AUGUSTA (AP) – The annual livable wage for a Maine resident with one dependent was nearly $29,000 last year, according to a study released Tuesday by the Maine Center for Economic Policy.

The study is based on estimated costs in different parts of the state for food, housing, telephone, health care, transportation, child care, clothing, personal care and household goods.

Lisa Pohlmann, the center’s associate director, said it is difficult to compare the findings to previous results because of changing methodology for some of the statistics.
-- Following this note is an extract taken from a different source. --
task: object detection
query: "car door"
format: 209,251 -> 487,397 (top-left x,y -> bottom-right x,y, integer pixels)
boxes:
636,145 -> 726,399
But she said the income needed to support a livable wage has been growing.

Because of differences in the cost of living, the findings vary in different parts of the state.

The hourly livable wage for a worker with one dependent ranges from $10.84 in Somerset County and $11.06 in Washington County to $15.87 in the Kittery area and $16.32 in the Portland area.

The study found that making ends meet is easier in families with two wage-earners than one, but not always by a large margin.

For example, a York County family with two wage-earners and two dependents would earn a livable wage if both people were paid $10.93 an hour, according to the report.

If the same family had only one wage-earner, wages of $13 an hour would meet the livable wage standard.

The discrepancy is relatively small, the study found, because the family with one wage-earner would save $8,724 annually on child care expenses, and because of savings on work-related clothing costs, transportation expenses and lower taxes.

The study, “Getting By: Maine Livable Wages in 2002,” defines a livable wage as the minimum amount needed to pay for a basic needs budget after taxes.